“It’s just clicking,” they harp, they being the collective mind called The Internet. It’s not true, of course, at least not strictly speaking, as there is plenty of tapping the 1, 2, 3, and 4 keys, and sometimes even Q. If we’re not speaking strictly, then yes, it’s very true. Diablo III, like the Diablo games before it, is really just a lot of clicking. Click. Click. Click.
In Sonic games, players just hold right and press the jump button from time to time. Call of Duty games are no more than a rhythmic cycle of firing triggers, tapping duck buttons, and pushing analog sticks forward. Even more highbrow works like Flower sound tiresome when distilled to their inputs: tilting the Sixaxis, sometimes pressing a button. So why forgive these games yet chastise Diablo for its simplicity?
Is it because The Internet feels shunned by Diablo? That may seem strange to ask about a game that’s been in hype mode for the last forever, but strictly speaking it may be so. Now is the time when people make a game, and then The Internet sits down, plays the game, and carps about how much it hates it. So the game-making people make another game like the last one, but with all the things The Internet asked for. Then The Internet sits down, plays the game, and carps about how much it hates it.

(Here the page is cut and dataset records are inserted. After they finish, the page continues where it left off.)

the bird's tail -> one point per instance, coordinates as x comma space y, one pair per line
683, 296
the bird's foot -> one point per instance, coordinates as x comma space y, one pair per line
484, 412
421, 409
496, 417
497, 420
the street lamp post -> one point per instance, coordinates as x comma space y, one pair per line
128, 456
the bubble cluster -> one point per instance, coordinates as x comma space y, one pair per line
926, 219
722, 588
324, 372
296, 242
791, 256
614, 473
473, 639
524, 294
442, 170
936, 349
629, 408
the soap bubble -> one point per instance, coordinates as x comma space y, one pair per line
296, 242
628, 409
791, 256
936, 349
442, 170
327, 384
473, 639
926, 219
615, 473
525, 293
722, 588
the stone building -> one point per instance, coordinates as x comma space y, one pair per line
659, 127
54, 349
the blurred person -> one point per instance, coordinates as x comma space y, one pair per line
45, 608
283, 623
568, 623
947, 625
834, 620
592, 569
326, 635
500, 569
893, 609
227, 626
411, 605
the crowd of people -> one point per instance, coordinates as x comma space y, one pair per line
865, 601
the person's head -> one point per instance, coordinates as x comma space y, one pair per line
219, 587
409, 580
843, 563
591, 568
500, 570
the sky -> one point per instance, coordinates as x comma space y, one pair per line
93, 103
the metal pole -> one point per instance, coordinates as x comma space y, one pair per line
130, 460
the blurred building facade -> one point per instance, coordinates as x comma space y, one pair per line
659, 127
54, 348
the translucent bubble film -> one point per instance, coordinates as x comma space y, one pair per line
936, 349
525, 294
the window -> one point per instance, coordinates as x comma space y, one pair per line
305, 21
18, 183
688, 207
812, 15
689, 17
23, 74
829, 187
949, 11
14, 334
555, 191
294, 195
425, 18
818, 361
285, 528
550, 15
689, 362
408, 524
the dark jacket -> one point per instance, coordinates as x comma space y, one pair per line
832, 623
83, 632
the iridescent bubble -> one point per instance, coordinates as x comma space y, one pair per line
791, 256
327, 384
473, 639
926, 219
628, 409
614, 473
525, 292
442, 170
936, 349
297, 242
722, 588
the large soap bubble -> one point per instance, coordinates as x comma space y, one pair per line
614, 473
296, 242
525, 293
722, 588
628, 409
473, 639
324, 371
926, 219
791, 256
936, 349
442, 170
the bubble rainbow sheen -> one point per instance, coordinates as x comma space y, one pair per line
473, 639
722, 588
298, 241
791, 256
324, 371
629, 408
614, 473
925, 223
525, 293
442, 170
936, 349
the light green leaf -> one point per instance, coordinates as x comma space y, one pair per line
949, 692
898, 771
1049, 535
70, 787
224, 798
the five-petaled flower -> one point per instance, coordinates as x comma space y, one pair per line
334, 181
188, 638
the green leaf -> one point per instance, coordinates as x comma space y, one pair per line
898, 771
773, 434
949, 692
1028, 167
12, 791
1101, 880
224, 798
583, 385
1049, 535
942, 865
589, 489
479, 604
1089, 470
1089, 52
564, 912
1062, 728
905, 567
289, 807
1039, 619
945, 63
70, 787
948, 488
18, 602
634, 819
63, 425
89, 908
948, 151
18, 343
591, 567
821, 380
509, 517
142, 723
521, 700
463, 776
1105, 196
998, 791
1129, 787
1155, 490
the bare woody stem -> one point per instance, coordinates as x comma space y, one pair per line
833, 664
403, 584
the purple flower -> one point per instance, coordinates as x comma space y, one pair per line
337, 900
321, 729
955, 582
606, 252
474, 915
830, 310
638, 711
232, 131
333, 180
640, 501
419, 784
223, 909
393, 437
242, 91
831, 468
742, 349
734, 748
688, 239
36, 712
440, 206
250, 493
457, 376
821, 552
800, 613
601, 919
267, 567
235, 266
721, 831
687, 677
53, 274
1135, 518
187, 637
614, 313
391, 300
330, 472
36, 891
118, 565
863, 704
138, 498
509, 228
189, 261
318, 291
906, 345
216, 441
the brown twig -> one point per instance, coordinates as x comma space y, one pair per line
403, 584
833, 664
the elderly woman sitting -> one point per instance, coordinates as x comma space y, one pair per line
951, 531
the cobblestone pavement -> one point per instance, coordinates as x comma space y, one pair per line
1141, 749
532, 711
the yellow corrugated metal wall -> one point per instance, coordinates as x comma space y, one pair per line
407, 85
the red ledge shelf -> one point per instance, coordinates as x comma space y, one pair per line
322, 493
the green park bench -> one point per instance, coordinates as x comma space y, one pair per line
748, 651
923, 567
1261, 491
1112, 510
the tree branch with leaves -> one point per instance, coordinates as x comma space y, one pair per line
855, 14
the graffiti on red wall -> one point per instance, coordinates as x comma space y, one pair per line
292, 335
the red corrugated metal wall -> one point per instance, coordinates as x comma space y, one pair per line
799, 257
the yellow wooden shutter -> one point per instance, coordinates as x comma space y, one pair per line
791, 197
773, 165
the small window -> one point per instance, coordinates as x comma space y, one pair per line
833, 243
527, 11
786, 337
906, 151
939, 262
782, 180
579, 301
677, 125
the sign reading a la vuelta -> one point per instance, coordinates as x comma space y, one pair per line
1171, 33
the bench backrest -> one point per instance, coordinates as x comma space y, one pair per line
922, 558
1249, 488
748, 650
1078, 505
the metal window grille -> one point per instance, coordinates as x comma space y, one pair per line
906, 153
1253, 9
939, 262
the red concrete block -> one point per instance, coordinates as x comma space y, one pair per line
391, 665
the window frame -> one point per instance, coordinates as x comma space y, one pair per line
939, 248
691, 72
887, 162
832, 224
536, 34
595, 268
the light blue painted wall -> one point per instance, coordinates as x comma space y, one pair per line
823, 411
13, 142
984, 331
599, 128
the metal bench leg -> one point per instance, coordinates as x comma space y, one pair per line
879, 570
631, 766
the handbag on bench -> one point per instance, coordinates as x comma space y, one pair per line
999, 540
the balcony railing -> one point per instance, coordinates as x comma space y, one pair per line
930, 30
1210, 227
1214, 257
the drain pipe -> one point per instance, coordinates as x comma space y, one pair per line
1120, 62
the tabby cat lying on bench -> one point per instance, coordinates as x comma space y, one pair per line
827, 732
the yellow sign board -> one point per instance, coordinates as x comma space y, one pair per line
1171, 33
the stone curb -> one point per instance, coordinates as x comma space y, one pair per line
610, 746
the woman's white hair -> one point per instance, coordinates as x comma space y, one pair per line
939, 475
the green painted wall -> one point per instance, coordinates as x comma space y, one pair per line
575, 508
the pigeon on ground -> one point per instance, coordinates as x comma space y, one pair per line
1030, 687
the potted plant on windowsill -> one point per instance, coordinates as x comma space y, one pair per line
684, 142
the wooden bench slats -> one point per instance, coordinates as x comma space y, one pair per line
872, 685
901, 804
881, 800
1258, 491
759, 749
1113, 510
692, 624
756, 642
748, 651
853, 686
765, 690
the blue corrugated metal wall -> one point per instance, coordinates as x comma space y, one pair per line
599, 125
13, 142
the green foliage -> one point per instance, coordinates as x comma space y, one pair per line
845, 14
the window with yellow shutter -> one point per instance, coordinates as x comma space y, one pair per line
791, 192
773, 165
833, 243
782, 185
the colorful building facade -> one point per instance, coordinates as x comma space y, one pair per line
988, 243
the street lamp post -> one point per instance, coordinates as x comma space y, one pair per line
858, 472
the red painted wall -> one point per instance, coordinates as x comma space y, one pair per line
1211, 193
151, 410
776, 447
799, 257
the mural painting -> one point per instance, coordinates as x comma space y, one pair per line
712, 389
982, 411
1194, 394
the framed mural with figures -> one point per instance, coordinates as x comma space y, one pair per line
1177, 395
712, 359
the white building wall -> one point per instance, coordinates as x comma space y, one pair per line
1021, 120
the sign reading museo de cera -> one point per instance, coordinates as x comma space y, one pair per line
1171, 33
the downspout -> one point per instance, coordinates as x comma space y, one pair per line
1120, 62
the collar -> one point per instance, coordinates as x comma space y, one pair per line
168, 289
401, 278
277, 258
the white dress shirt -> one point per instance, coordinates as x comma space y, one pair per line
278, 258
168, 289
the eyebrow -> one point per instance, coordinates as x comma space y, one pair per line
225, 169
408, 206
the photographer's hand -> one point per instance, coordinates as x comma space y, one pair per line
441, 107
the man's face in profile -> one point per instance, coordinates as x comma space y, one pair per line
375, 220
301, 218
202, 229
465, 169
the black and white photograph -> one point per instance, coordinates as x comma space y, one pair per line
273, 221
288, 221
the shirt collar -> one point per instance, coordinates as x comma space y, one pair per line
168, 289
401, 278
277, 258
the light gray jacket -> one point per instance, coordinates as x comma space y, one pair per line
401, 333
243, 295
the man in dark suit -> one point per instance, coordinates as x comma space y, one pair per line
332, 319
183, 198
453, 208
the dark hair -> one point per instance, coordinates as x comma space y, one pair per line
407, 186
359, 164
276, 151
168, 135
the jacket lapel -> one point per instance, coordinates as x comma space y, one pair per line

But Diablo isn’t from this time. Diablo is from a time when people bought the kinds of games they liked and didn’t buy the kinds of games they disliked. Nay, it’s not just Diablo, but the game-making people behind it, Blizzard. The absurdly flush oligarch of the MMO prides itself on refinement over revolution. Before punching out, members of the World of Warcraft team sit at their agarwood desks and pat their backs over all the miniscule tweaks they’ve made to their game that day. Every single tweak can be traced all the way back to roots laid down nearly 18 years ago when Warcraft: Orcs & Humans was released.